I've shown, I would hope, that any school that values the well-being of its staff and students should avoid this scheme. If they've been unwise enough to spend good money on it (did the department actually read the thing for longer than half an hour before they made this momentous and - I think - bitterly regretted decision?) then they should take it to a charity shop (although it may well refuse the gift) or compost it. Even taking it to a landfill site is preferable to inflicting it upon young people. Spend money which should have been spent properly the first time round on one of the less pretentious but far superior schemes available for this age group.
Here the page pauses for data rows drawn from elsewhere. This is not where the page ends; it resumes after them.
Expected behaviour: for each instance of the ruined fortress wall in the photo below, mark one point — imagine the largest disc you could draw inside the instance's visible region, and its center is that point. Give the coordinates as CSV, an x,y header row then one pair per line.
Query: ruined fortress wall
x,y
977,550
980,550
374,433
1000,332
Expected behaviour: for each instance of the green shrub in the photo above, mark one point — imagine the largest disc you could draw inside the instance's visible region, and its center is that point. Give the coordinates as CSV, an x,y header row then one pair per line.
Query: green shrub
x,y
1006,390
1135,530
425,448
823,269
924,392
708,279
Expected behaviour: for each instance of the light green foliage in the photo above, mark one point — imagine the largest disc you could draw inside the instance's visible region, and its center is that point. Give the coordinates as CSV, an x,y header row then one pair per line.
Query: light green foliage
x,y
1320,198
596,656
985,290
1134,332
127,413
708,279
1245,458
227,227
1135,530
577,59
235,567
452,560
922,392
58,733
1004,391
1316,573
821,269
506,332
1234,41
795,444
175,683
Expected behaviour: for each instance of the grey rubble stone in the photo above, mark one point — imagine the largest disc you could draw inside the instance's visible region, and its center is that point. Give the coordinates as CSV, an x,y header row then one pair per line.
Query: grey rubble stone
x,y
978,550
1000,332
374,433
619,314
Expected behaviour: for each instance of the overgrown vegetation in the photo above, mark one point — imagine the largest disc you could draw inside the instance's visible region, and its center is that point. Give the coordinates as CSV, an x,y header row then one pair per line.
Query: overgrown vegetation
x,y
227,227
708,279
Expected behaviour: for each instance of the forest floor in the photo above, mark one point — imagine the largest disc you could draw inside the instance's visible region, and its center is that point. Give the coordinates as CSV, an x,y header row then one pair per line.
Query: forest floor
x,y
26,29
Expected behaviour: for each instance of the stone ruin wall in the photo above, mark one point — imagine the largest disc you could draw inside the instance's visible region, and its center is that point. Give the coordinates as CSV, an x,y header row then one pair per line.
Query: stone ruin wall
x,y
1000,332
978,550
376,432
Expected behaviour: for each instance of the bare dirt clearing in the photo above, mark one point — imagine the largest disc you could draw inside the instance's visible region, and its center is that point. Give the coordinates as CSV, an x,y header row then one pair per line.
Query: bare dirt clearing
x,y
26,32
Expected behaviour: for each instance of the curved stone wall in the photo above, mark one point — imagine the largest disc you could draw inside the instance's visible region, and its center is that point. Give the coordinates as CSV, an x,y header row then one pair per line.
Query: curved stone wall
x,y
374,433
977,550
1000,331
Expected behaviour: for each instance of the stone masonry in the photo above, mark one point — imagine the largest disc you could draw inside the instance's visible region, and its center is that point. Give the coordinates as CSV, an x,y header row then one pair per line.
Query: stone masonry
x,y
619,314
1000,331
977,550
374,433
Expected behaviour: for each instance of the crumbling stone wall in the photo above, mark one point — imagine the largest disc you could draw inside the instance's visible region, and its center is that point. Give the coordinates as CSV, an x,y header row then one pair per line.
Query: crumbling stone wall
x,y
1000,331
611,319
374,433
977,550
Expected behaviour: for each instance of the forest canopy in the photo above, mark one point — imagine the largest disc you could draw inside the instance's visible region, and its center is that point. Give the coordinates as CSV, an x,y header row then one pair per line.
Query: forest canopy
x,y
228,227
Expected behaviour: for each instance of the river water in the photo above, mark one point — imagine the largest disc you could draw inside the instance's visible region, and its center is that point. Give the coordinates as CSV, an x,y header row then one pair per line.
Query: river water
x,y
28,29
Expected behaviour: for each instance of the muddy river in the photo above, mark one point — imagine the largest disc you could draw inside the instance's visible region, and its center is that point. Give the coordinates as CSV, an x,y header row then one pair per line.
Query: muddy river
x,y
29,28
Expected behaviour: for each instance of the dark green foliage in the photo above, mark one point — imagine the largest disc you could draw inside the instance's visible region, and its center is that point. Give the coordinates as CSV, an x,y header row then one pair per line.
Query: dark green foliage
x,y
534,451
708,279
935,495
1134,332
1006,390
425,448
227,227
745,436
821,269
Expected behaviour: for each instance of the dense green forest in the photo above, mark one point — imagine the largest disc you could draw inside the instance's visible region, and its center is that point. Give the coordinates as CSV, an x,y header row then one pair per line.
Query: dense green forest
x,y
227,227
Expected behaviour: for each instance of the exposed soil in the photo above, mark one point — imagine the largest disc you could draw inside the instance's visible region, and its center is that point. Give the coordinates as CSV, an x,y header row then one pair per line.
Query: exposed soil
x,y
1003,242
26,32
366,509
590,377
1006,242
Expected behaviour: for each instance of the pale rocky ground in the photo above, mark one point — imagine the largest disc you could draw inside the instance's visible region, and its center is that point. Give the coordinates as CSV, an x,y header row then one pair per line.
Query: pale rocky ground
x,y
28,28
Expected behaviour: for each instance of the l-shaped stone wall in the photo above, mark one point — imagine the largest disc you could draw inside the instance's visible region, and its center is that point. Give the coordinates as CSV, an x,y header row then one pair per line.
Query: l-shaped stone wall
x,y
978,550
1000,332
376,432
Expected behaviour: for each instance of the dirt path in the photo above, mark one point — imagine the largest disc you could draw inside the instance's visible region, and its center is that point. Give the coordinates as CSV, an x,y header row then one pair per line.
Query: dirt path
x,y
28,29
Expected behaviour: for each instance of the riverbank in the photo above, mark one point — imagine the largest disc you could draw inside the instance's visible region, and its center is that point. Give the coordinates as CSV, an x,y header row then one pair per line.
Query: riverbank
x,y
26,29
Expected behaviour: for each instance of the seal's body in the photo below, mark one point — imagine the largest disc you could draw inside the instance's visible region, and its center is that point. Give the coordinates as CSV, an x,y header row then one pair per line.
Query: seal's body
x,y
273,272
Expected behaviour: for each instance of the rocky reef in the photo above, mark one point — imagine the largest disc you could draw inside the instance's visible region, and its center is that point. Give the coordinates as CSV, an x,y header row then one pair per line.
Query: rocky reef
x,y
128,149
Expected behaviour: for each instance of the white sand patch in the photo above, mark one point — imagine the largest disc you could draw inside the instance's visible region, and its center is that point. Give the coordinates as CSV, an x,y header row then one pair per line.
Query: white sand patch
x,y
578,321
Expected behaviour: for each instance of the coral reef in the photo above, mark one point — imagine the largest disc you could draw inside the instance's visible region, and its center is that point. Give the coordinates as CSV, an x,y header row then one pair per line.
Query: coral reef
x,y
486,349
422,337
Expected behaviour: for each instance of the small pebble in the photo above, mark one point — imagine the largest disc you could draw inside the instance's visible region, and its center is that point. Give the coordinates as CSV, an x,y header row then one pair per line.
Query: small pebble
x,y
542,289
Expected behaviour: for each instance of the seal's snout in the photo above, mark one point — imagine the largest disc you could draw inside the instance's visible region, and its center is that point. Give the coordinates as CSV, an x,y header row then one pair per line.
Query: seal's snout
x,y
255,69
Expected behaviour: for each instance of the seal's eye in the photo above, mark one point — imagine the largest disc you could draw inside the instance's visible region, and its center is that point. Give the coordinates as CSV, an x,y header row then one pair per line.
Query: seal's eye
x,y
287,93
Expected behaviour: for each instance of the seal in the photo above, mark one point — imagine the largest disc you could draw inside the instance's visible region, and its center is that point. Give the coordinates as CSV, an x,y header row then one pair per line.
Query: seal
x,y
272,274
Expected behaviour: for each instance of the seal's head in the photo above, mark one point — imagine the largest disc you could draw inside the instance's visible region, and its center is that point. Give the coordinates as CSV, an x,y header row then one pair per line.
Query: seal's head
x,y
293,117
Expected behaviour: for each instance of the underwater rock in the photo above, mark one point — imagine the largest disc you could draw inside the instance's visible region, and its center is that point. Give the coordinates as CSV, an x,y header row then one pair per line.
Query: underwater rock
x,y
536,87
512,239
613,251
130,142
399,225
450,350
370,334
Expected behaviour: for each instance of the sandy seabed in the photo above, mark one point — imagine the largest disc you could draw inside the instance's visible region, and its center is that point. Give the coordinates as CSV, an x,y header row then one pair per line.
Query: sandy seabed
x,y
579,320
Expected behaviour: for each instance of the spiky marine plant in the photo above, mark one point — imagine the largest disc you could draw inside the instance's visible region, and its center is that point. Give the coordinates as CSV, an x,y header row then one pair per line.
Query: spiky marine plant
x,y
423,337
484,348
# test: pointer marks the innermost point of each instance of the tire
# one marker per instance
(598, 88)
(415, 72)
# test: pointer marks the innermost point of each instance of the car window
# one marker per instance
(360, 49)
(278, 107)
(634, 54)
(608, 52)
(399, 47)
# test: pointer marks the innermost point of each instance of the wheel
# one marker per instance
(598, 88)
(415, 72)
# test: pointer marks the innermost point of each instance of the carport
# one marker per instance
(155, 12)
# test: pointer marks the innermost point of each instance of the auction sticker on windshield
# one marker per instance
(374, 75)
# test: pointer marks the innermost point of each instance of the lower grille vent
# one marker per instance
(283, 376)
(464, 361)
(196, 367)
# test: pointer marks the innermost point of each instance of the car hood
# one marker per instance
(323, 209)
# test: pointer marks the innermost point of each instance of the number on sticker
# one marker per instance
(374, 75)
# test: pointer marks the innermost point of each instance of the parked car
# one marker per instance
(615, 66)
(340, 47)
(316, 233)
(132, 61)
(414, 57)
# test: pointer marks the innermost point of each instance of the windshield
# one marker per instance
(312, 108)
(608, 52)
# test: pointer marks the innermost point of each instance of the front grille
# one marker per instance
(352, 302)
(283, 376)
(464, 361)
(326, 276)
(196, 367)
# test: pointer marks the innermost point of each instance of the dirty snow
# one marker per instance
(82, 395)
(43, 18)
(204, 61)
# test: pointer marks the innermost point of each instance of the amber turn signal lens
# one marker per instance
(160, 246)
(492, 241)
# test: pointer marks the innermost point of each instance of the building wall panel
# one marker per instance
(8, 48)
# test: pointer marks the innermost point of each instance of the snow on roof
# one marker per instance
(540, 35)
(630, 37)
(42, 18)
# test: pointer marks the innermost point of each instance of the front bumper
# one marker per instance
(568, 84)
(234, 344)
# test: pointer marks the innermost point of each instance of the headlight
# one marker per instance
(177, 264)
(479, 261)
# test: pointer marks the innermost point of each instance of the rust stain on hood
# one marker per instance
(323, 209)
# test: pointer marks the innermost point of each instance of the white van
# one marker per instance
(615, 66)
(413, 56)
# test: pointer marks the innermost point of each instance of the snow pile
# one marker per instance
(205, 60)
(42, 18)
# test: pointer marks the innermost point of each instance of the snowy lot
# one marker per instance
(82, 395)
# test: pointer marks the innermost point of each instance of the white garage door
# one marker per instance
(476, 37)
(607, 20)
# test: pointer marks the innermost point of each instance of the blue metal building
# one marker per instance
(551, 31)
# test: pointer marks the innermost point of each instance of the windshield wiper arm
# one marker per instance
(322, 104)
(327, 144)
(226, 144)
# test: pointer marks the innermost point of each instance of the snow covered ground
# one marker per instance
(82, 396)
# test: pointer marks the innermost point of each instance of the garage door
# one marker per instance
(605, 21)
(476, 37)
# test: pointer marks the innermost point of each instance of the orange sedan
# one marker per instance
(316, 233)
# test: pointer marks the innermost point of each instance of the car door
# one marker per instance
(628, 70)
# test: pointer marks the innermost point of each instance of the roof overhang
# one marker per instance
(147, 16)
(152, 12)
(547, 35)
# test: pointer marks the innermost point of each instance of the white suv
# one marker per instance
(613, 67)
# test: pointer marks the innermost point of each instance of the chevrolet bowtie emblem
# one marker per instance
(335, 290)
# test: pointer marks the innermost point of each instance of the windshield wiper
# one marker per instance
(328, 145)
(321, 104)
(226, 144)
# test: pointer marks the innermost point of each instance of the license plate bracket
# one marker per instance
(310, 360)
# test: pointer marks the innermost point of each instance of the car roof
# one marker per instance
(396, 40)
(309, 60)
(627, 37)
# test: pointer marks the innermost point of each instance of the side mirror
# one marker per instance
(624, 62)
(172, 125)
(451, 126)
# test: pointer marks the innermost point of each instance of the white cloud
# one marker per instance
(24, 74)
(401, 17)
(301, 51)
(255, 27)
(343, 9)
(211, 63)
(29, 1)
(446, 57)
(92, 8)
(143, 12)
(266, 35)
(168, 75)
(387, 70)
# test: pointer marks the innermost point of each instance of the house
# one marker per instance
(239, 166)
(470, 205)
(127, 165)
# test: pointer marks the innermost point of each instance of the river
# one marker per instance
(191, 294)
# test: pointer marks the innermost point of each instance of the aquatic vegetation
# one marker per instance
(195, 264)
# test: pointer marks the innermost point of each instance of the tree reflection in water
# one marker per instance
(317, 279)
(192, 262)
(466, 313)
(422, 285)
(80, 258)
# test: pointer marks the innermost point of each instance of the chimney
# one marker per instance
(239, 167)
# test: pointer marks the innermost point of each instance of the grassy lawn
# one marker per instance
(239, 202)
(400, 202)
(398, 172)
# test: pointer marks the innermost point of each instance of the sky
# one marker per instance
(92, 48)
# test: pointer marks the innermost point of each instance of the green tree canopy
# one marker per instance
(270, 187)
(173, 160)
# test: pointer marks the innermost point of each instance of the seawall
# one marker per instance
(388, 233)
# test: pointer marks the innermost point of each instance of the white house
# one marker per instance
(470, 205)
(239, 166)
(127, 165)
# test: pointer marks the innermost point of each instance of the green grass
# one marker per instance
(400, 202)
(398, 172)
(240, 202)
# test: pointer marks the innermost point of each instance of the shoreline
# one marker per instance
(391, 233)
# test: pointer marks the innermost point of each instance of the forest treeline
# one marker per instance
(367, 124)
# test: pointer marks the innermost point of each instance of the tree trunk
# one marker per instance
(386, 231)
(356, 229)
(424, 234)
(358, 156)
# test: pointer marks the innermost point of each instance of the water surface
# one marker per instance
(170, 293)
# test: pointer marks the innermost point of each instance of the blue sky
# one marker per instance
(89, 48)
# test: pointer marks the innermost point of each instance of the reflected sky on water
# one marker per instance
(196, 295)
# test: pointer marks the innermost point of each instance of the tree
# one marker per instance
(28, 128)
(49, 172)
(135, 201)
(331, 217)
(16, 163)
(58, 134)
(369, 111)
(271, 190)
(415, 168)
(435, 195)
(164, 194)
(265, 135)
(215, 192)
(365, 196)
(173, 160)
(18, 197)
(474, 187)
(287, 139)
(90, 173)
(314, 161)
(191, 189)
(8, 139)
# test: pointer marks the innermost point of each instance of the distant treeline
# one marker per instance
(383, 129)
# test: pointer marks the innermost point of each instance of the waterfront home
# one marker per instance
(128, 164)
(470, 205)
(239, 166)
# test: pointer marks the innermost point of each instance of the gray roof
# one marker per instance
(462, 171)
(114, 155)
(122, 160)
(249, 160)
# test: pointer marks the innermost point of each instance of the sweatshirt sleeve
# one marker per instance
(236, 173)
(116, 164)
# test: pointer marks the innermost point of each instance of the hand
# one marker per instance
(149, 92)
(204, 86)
This is an extract from the judgment of the Court of Appeal, in the case of Andrew Malcolm, whose book 'Making Names' was rejected by the Oxford University Press: "...all new titles published from Oxford have to obtain the approval of the Delegates. They are particularly concerned to maintain the high academic reputation of the scholarly and pedagogical books published in the name of the University." As for 'Framework Science,' these particular 'pedagogical' books don't exactly meet these exalted standards. Instead, the editors and Delegates of Oxford University Press have allowed the publication of books that would disgrace a vanity press.

The Delegates are senior academics of Oxford University. In their Annual Report for 2003/2004 there's the claim that Framework Science 'was critically acclaimed by science consultants and helped us gain market share.' Who are these 'consultants?'

The achievement of Oxford University Press

Of course, the strengths of the Oxford University Press vastly outweigh the weaknesses.My own gratitude for what the Press achieves is immeasurable. On this site, I give my appreciation for just a few of the books published by the Press, the superb books of Richard J Evans and VAC Gatrell. And the superb 'Oxford Book of Aphorisms' edited by John Gross. I give an extract from his introduction on the page Aphorisms. On the page parerga I quote Ian Chilvers on Francis Bacon, from his very fine 'Oxford Dictionary of 20th-Century Art, which is also the source of the other quotations in the section, apart from the one by Razia Iqbal. I'm buying more books published by the Press than ever - recently, 'The Oxford Handbook of Philosophy of Mathematics and Science' edited by Stewart Shapiro and 'The Philosophy of Mathematics,' edited by W. D. Hart, both of them wonderfully accomplished and interesting. Most recently, the newest edition of 'Physical Chemistry' by Peter Atkins and Julio de Paula to replace my old edition.

I'm not and have never been an academic, but I regard scholarship and scholars as vastly undervalued. The giving of satisfying, interesting, significant detail, complexity and richness, a scrupulous regard for fact and evidence, are pitted against the inertia, laziness, superficiality and grossness of so much of life - in the past, as in the present. (There was never a golden age.) The Press's services to scholarship are also services to intensely important values and are cause for gratitude. As a general publisher too, the Oxford University Press is beyond praise.